A Democratic congressional candidate in Colorado released a campaign ad featuring himself being pepper sprayed in the eyes in a bid to encourage non-lethal self-defense tools in schools to deter gun violence.
Levi Tillemann, who’s trying to woo the voters in the upcoming party’s primary in less than two weeks, criticized President Trump’s suggestion to arm school officials and teachers with guns, claiming pepper spray is a better alternative to stop potential school shooters.
“I’m calling on Congress to stop talking past each other and try something new,” Tilleman says in the video. “Empower schools and teachers with non-lethal self-defense tools, like this can of pepper spray.”
“Empower schools and teachers with non-lethal self-defense tools, like this can of pepper spray.”

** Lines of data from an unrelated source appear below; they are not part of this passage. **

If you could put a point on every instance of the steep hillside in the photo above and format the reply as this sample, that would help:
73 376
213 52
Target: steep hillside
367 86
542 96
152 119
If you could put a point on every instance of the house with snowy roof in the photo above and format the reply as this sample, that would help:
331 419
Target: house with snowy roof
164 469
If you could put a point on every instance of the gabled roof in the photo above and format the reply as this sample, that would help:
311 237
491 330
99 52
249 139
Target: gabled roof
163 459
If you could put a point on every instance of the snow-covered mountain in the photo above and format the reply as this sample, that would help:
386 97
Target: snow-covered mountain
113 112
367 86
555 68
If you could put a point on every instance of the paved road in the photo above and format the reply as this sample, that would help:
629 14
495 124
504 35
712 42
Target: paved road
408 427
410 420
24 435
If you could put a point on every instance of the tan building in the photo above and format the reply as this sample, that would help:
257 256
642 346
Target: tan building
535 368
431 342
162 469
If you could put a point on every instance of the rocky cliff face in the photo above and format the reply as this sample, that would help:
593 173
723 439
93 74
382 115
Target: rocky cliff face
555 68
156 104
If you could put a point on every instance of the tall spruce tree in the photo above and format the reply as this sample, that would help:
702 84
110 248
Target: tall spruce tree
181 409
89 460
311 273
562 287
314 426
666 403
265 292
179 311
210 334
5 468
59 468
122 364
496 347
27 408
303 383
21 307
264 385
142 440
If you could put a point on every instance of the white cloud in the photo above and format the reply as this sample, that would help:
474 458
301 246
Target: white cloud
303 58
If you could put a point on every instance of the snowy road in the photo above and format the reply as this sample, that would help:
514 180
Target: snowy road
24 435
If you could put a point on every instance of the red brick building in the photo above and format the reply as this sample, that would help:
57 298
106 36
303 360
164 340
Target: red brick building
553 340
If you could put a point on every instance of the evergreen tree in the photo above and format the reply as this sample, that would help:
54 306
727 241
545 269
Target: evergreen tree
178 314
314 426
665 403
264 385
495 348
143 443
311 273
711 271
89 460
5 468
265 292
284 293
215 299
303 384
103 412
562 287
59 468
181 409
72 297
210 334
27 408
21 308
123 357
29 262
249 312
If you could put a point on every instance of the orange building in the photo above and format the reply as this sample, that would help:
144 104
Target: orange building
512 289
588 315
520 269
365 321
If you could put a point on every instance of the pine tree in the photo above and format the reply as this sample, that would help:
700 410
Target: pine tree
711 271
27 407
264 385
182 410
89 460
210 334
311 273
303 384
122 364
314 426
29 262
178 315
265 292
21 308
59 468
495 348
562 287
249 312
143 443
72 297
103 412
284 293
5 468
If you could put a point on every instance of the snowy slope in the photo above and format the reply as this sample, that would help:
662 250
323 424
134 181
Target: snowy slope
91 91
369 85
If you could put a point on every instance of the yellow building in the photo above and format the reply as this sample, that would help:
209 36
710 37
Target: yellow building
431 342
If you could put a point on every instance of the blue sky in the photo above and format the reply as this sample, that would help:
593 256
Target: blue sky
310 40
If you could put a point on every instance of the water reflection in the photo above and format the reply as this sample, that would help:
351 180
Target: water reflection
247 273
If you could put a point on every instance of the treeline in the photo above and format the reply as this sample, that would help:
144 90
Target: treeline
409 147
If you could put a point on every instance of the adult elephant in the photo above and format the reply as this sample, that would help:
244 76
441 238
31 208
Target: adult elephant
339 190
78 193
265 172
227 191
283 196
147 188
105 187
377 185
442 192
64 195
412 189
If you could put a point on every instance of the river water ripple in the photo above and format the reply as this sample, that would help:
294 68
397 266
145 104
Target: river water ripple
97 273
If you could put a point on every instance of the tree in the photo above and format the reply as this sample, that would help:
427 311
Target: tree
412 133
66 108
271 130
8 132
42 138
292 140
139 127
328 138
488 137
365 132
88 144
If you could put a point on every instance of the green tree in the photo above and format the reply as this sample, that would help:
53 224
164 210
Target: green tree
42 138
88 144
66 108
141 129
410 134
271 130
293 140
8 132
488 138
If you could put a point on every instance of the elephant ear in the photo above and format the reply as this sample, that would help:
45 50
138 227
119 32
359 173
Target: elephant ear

“Pepper spray doesn’t cost much and it can be safely stored in a break glass in case of emergency cabinet. But it’s powerful and won’t accidentally kill a kid,” he continued. “Trust me, this will stop anybody in their tracks.”
The Democrat then proceeded to close his eyes and began spraying the pepper spray in his face. He’s later seen trying to wash off his face by dunking his head into water and spraying himself with a hose. “It’s incredibly painful, now I can’t see anything,” he said. “Wow, that’s intense.”
Tillemann, a former Department of Energy official during the presidency of Barack Obama, made gun control the key issue of his campaign, doubling-down on his website that pepper spray should be “be made widely available as quickly as possible” for teachers and school officials to combat potential school shooters.
“The time has come to move beyond apologies and half measures and fight for real solutions to gun violence in our community. Help us win this fight,” he said.
This isn’t the first time Tillemann caught the attention. He secretly recorded Democratic House Minority Whip Steny Hoyer back in December, who urged him to drop out of the primary race to give way to Jason Crow, who was backed by the party’s establishment.
“Yeah, I’m for Crow,” Hoyer was reportedly recorded saying at the December meeting in a Denver hotel. “I am for Crow because a judgment was made very early on. I didn’t participate in the decision.”
He added: “But it was clear that it was our policy and our hope that, early on, try to come to an agreement on a candidate that we thought could win the general, and to give that candidate all the help we could give them.”
Tillemann’s stunt is unlikely to earn him the party’s nomination as Crow remains the leading candidate in the primary race.